Dr. Emma Dempster conducted a meta-analysis of data from two cohorts. The GAP study comprised new cases of psychosis from South London and Maudsley NHS Foundation Trust, and the EU-GEI study comprised new cases of psychosis and healthy controls. All over the UK, France, Netherlands, Italy, Spain and Brazil. This totaled 239 participants with an initial episode of psychosis and 443 healthy controls representing the general population at both study sites for whom DNA samples were available.
Most cannabis users in the study used high-potency cannabis at least once a week (defined as frequent use), and on average first used cannabis at age 16. High-potency cannabis was defined as having a delta-9-tetrahydrocannabinol (THC) content of 10 percent or more. THC is the main psychoactive component of cannabis.

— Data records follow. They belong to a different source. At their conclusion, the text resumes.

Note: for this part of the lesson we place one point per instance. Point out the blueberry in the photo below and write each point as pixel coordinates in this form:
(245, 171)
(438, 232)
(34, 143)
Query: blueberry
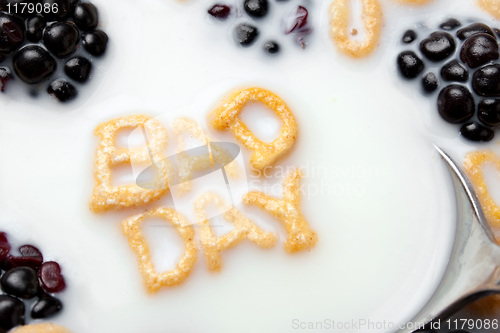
(473, 29)
(271, 47)
(256, 8)
(245, 34)
(34, 28)
(61, 38)
(62, 90)
(486, 81)
(488, 112)
(454, 71)
(11, 33)
(86, 16)
(95, 42)
(450, 24)
(21, 282)
(479, 49)
(474, 131)
(430, 82)
(45, 307)
(455, 104)
(78, 69)
(5, 76)
(409, 36)
(438, 46)
(409, 64)
(11, 312)
(33, 64)
(220, 12)
(59, 9)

About this epigenetics and CUD research news
Author: Franka Davenport
Source: King’s College London
Contact: Franca Davenport – King’s College London
Image: Image credited to Neuroscience News
Original research: Open access.
“Methylomic characteristics of current cannabis use in two first-episode psychosis cohorts” by Marta Di Forti et al. Molecular Psychiatry
abstract
Methylomic characteristics of current cannabis use in two first-episode psychosis cohorts
The growing prevalence and legalization of cannabis around the world highlights the need for a comprehensive understanding of its biological effects, especially on mental health.
Epigenetic mechanisms, particularly DNA methylation, are increasingly recognized as important factors in the interaction between risk factors and mental health. This study aimed to investigate the effects of current cannabis use and potent cannabis on DNA methylation in two independent cohorts of individuals who experienced first-episode psychosis (FEP) compared to control subjects.
The combined sample consisted of 682 participants (188 current cannabis users, 494 never users). DNA methylation profiles were generated on blood-derived DNA samples using the Illumina DNA methylation array platform. Meta-analysis across cohorts showed that one CpG site (cg11669285) within the CAVIN1 gene showed differential methylation with current cannabis use, exceeding array-wide significance thresholds and independent of tobacco-related epigenetic signatures. It was identified that
Additionally, a CpG site (cg11669285) localized to the MCU gene achieved array-wide significance in the analysis of the effects of current high-potency (THC = > 10%) cannabis use. Pathway and local analyzes identified cannabis-associated epigenetic variations near genes associated with immune and mitochondrial function, both of which are known to be influenced by cannabinoids.
Interestingly, a model including an interaction term between cannabis use and FEP status identified two sites that were significantly associated with current cannabis use with a nominally significant interaction, such that FEP status It was suggested that the effect on methylation may be alleviated.
Collectively, these findings contribute to our current understanding of the epigenetic effects of cannabis use and highlight potential molecular pathways affected by cannabis exposure.